Please also note that ansible-playbook only needs to know where your roles are on your filesystem; it doesn’t care about where it comes from and how it got there.
But if you use ansible-galaxy to install your roles (= creates an archive from your repo, be it your SCM or a Galaxy repo, then unarchive its content on your ansible config defined roles path (overridable)), it won’t be able to if your repo structure is not the expected one, which usually means one role per repo. I think you could technically do some magic in a parent meta/main.yml file to share a repo between roles, but AFAIK, it’s not the intended way to do so; for this usecase, better use a collection.

Now your question is a bit vague; if you are talking about playbooks, inventories, host/group vars or ansible.cfg files, then yes, you could put them next to your project files. It depends on your needs, really. For instance, having a playbook that build or deploy your project in the same repo is totally fine.

And just to be clear: There is no playbook in role, only yaml files defining resources. You can’t use a role by itself, it has to be imported/included from a playbook.
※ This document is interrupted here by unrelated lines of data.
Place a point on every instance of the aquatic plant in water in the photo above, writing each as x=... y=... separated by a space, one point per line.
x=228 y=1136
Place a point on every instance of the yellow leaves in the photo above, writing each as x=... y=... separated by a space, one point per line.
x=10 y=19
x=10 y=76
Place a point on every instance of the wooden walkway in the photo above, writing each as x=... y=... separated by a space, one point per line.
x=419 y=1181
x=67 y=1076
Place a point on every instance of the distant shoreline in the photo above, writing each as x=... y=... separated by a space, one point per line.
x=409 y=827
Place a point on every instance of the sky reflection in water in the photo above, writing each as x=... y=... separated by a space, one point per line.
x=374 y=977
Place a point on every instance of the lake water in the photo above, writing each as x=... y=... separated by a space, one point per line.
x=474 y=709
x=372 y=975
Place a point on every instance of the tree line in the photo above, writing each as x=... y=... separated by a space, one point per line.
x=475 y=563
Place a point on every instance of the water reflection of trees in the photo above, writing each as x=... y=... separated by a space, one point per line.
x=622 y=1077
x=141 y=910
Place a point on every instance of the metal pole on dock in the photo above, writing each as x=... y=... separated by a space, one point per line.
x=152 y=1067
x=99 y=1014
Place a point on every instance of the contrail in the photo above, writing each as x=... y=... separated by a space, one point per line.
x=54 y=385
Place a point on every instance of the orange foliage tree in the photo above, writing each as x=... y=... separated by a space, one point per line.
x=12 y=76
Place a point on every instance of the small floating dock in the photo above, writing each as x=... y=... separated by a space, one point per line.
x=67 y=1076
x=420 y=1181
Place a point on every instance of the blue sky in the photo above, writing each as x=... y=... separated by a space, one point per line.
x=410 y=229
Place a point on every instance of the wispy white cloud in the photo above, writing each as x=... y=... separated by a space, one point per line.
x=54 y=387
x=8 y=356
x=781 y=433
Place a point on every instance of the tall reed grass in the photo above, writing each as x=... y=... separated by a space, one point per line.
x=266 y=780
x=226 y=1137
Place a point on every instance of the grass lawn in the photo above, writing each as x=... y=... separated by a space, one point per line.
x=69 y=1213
Hope it helps to clear things up.

What we write in requirements.yml file ?

The requirements :stuck_out_tongue:. Joke aside, check this out: Galaxy User Guide — Ansible Documentation.

The idea is to list in a declarative way the resources to install. These are the resources (here collections and/or roles) you’ll need for your tasks, like a custom collection or role that is not shipped with ansible package.

2 Likes

That’s a rather broad characterization. It’s certainly possible to have project-specific roles that will never be shared with other projects. We have one mega-project that has 49 local roles, almost none of which even makes sense outside of the context of that project. Splitting it up into internal roles like that gives an organizing framework without which the [goes to count…] 858 files therein (2979 if you include group_vars and host_vars) would be unmanageable.

Also, there’s some overhead with each step of moving assets through
“local files"→"local roles"→"shared roles"→"collections”.
You gain something with each step also, but whether increasing the footprint is worth it is a judgement call every time. (I have a pet argument from my early days of learning Ansible that there should be a way to roll up an entire project into a single .yaml file, so, going off the left edge of the little map up there. The proliferation of files still bothers me, but I digress.)

My point, if I have one, is that there are lots of ways to do it that will work. What’s best is up to whoever has to maintain it. And it’s okay to change your mind about that later if you want to try it a different way.

Otherwise, yeah, @ptn is giving you good stuff to think about.

3 Likes

@chris In users.yaml file , roles is users, where do you define this role?

In requirements.yml:

- name: users
  src: https://git.coop/webarch/users.git
  version: master  # users
  scm: git

And ansible.cfg specifies where it’ll be checked out to:

[defaults]
roles_path = galaxy/roles
3 Likes

@chris
I did same you, I defined roles_path in config file.

The I run the command to pull role source from github but it didn’t pull. Do you know why?

I used your git but It also can not pull

It always load config file from /etc/ansible/ansible.cfg. How do we set config file in another path?